You are viewing a plain text version of this content. The canonical link for it is here.
Posted to users@spamassassin.apache.org by Andrea <ml...@vp44.net> on 2017/01/10 21:42:11 UTC
Lot of spam slipping through after OS upgrade
Hi all.
Until last week our mail server had been running Debian Wheezy (installed
circa 2014). Full support for that release was dropped last April so I
decided to take advantage of the lower traffic during the holidays and
upgrade to Jessie.
Since then the amount of spam getting though has increased tenfold.

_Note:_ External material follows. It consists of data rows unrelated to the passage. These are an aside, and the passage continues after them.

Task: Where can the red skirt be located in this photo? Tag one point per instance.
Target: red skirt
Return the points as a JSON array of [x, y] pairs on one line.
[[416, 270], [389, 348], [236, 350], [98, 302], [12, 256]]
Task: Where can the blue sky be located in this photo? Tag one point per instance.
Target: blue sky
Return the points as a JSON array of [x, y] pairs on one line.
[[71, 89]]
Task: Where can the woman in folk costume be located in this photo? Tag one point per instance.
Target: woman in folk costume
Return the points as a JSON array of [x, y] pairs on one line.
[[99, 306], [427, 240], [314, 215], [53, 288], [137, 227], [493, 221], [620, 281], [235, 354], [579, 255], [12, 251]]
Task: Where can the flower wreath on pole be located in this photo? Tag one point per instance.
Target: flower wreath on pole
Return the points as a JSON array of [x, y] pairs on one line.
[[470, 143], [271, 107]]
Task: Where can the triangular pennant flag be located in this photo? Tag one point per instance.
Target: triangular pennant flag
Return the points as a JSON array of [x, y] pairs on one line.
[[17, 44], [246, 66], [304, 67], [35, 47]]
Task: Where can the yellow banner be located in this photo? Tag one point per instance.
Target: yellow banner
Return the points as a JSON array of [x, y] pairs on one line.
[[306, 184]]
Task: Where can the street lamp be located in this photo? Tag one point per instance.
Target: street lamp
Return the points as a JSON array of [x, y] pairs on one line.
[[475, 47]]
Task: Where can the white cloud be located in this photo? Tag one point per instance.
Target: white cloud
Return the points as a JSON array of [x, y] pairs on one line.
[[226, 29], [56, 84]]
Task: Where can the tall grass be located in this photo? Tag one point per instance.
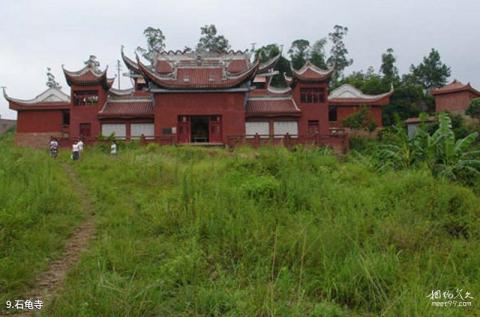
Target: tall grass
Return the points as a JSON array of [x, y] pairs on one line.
[[38, 210], [199, 232]]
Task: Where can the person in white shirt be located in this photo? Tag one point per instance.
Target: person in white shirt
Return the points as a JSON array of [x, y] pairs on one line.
[[53, 147], [80, 147], [113, 148], [75, 151]]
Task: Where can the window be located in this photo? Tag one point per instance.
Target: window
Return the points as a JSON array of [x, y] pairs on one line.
[[66, 117], [312, 95], [261, 128], [85, 97], [117, 129], [332, 113], [147, 129], [313, 126], [283, 127]]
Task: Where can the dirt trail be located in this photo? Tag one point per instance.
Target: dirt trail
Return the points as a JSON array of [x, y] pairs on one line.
[[49, 282]]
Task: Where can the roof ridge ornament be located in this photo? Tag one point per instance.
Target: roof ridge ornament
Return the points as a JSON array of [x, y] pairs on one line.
[[51, 82], [92, 62]]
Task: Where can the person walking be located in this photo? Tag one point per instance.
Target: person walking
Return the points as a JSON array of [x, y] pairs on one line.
[[53, 147], [80, 147], [113, 148], [75, 151]]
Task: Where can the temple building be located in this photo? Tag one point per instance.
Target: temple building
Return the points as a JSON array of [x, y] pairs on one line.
[[454, 97], [188, 97]]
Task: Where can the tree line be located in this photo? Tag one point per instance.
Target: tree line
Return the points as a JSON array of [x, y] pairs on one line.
[[412, 89]]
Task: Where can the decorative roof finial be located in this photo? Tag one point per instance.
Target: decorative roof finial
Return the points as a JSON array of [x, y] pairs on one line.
[[92, 62], [51, 82]]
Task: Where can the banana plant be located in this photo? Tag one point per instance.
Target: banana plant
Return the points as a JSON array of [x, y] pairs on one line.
[[445, 156]]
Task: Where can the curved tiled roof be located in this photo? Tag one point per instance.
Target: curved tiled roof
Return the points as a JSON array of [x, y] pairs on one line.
[[348, 95], [272, 106], [310, 72], [455, 86], [88, 76], [268, 65], [201, 77], [127, 106], [52, 98]]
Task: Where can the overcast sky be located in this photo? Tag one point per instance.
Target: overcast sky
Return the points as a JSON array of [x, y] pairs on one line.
[[37, 34]]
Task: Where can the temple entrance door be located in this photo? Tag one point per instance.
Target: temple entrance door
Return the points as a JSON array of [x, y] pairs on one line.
[[200, 128], [215, 127], [183, 134]]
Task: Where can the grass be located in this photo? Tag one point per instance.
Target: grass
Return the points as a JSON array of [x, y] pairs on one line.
[[38, 211], [207, 232]]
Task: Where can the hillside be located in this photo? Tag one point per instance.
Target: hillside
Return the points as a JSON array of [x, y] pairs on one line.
[[202, 232]]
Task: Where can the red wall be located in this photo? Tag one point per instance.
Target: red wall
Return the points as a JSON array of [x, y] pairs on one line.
[[312, 111], [345, 111], [39, 121], [229, 105], [86, 114], [453, 102]]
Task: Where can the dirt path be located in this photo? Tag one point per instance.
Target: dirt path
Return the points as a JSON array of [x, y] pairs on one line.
[[51, 281]]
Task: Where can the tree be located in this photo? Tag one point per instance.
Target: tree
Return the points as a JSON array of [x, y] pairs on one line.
[[432, 72], [51, 82], [155, 43], [211, 42], [299, 53], [317, 53], [267, 52], [369, 82], [338, 53], [388, 68], [474, 109]]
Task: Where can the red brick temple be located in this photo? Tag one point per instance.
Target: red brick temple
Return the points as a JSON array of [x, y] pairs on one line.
[[454, 97], [187, 97]]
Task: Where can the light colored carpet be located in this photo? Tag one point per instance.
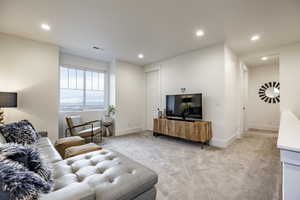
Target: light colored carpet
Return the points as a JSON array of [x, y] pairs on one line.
[[249, 169]]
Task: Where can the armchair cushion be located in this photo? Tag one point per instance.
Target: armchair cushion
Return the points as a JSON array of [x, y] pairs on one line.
[[21, 132], [88, 132]]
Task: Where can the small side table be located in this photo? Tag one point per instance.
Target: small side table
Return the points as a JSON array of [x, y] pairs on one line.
[[107, 123]]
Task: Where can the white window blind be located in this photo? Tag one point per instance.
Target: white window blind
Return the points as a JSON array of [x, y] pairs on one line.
[[81, 89]]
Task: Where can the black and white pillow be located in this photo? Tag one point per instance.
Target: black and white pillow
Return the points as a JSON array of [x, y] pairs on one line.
[[29, 157], [21, 132], [18, 183]]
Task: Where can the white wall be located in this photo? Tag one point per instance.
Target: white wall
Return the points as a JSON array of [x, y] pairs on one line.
[[200, 71], [289, 78], [262, 115], [130, 98], [233, 97], [31, 69], [77, 61]]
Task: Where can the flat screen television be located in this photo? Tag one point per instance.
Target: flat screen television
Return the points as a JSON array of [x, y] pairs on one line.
[[184, 106]]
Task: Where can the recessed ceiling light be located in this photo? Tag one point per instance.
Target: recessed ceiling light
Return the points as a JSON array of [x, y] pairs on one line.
[[46, 27], [199, 33], [255, 37], [97, 48]]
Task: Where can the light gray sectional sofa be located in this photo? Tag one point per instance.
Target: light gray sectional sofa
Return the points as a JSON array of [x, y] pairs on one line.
[[99, 175]]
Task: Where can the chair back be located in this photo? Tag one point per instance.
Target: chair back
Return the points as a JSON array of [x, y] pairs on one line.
[[73, 121]]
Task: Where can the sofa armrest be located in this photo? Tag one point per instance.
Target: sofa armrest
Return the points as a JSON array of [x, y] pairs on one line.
[[76, 191], [43, 133]]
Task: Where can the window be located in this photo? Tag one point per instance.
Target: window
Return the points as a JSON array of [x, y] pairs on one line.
[[81, 89]]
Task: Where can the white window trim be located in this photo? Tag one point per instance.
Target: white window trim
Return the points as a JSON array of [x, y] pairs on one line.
[[84, 107]]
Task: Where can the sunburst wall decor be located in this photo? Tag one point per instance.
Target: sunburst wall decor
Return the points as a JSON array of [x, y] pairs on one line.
[[270, 92]]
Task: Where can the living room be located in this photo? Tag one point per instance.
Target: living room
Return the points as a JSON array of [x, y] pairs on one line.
[[117, 66]]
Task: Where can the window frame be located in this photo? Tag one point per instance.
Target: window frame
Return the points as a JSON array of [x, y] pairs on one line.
[[83, 107]]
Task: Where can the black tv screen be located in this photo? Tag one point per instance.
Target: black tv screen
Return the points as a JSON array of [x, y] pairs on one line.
[[184, 106]]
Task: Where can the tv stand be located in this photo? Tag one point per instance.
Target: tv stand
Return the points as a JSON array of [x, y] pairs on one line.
[[198, 131]]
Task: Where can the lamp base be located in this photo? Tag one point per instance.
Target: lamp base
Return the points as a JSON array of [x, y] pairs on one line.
[[1, 116]]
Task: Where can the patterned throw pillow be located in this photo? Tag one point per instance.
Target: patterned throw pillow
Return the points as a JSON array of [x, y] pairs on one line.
[[18, 183], [19, 132], [29, 157]]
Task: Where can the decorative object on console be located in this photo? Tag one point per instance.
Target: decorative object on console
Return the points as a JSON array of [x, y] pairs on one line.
[[270, 92], [85, 130], [21, 132], [7, 100], [111, 110]]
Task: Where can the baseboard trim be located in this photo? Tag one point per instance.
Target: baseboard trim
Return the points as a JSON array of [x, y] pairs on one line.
[[223, 143], [263, 127], [128, 131]]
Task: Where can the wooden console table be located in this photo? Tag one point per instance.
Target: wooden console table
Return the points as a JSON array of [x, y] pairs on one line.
[[198, 131]]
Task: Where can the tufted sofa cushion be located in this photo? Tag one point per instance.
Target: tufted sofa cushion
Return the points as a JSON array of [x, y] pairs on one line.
[[111, 175], [47, 150]]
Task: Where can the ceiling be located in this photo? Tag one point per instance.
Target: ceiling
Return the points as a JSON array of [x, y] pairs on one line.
[[158, 29], [256, 61]]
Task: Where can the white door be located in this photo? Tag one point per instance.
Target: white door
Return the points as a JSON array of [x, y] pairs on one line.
[[152, 97]]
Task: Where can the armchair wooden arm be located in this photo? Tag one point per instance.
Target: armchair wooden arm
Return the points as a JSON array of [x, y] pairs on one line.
[[71, 127]]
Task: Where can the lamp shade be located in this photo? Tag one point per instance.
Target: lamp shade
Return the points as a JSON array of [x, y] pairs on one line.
[[8, 99]]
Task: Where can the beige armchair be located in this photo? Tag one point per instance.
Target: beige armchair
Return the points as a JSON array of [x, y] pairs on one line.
[[84, 130]]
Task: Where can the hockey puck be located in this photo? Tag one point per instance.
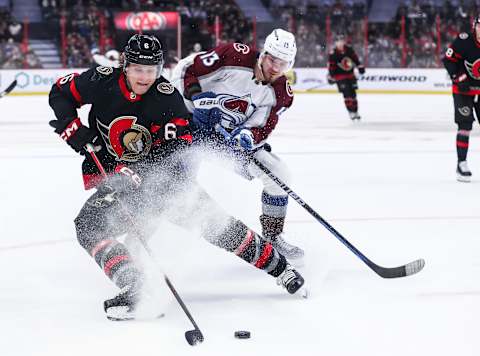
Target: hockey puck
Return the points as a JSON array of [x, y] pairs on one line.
[[242, 334]]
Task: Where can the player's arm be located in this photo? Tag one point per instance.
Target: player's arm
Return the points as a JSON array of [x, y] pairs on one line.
[[67, 95], [358, 63], [452, 60], [265, 119], [332, 66]]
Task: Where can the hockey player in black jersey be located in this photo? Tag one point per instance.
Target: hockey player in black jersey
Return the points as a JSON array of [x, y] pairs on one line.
[[342, 60], [462, 61], [140, 129]]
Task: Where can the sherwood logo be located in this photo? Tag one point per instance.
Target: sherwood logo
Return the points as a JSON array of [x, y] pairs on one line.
[[393, 78]]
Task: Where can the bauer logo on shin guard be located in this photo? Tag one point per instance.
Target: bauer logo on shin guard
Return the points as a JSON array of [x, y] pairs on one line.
[[465, 111]]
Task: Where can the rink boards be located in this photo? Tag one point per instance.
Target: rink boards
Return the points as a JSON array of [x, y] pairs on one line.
[[303, 80]]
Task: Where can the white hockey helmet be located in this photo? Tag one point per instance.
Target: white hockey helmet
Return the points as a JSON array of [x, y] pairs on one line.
[[281, 44]]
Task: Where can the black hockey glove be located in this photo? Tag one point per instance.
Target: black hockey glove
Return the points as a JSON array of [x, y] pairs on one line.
[[75, 134], [462, 82], [125, 180]]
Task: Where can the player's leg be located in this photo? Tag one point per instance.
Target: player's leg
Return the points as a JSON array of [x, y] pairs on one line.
[[464, 119], [274, 203], [101, 220], [348, 89], [228, 233]]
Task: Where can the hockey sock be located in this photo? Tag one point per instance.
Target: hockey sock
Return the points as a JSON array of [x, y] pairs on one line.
[[248, 245], [462, 144], [274, 209], [271, 225], [115, 260], [351, 104]]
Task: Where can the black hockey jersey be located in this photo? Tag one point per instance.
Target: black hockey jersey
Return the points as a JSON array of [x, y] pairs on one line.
[[463, 57], [342, 63], [132, 128]]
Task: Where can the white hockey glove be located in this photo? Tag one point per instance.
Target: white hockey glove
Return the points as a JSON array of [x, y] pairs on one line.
[[243, 138]]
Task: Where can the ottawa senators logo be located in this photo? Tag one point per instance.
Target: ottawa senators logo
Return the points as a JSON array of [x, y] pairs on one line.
[[125, 139], [235, 109], [473, 69], [346, 64]]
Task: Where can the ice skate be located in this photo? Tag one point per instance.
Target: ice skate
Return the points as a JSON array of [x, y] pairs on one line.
[[123, 306], [463, 172], [354, 116], [290, 279], [291, 252]]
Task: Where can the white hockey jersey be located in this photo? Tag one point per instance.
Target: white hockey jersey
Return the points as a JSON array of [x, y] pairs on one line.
[[228, 71]]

For example, one mailbox on a very old mailbox (10+ years) now gets on
average 80 spam messages/day that are not blocked by spamassassin because
they score under the threshold. Before the upgrade, I think about 90-95%
of the spam was getting caught.
I tried lowering the cutoff value half a point but the benefits are
marginal.
I am currently running amavisd-new+clamav+spamassassin with postfix as mta
with the following versions:
* SpamAssassin version 3.3.2 running on Perl version 5.20.2
* amavisd-new-2.10.1 (20141025)
* ClamAV 0.99.2
I was very careful during the upgrade process to compare the new config
files that were to be installed by aptitude.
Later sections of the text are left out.